Thanks to these numerous advantages, roll forming can increase productivity, reduce costs and also contribute to addressing the overall environmental challenges to which part manufacturers are confronted, such as reducing energy consumption and CO2 emissions. Furthermore, in the field of automotive manufacturing, roll forming allows to produce very high strength structural parts with high strength metals, thereby addressing the combined challenges of vehicle weight reduction for reduced fuel / electricity consumption and increased passenger safety. Because of the specific nature of the process, roll forming can only be applied on parts having a uniform section. In the case of parts having a close to uniform cross section, the part can be manufactured by roll forming with small modifications either to the initial design of the part, to make it fully roll-form able, or to the manufacturing process of the part, by applying some additional processing steps either before or after the roll forming operation itself.

The purpose of the current invention is to provide a computerized method to determine the aptitude of a metallic part to be manufactured by roll forming and to classify metallic parts into one of the following categories: roll-formable without modification, roll-formable with modifications, not roll-formable.

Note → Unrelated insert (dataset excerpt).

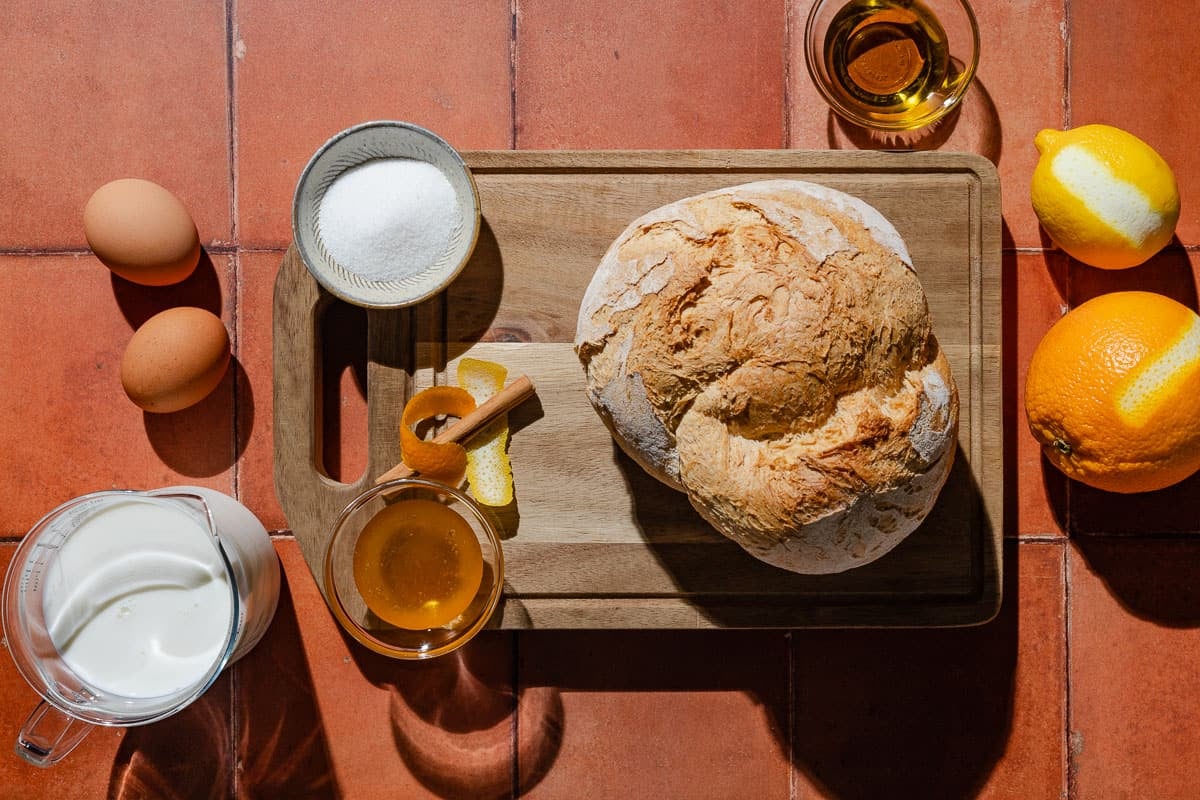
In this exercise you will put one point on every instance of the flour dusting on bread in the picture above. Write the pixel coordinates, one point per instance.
(767, 349)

It is also a purpose of the current invention to provide a computerized method to compute the roll forming direction of a part. It further provides a method for determining the aptitude to roll forming of a large set of parts, such as for example part of the set of parts making up an automotive vehicle.

The purpose of the current invention is further to provide a manufacturing method for a metallic part.

The object of the present invention is achieved by providing a method for the computerized determination of a roll formability index and roll forming direction according to claim 1, by providing a computerized classification method according to claim 1, optionally comprising the features of claims 2 - 5 and by providing a manufacturing method according to claim 6 or 7.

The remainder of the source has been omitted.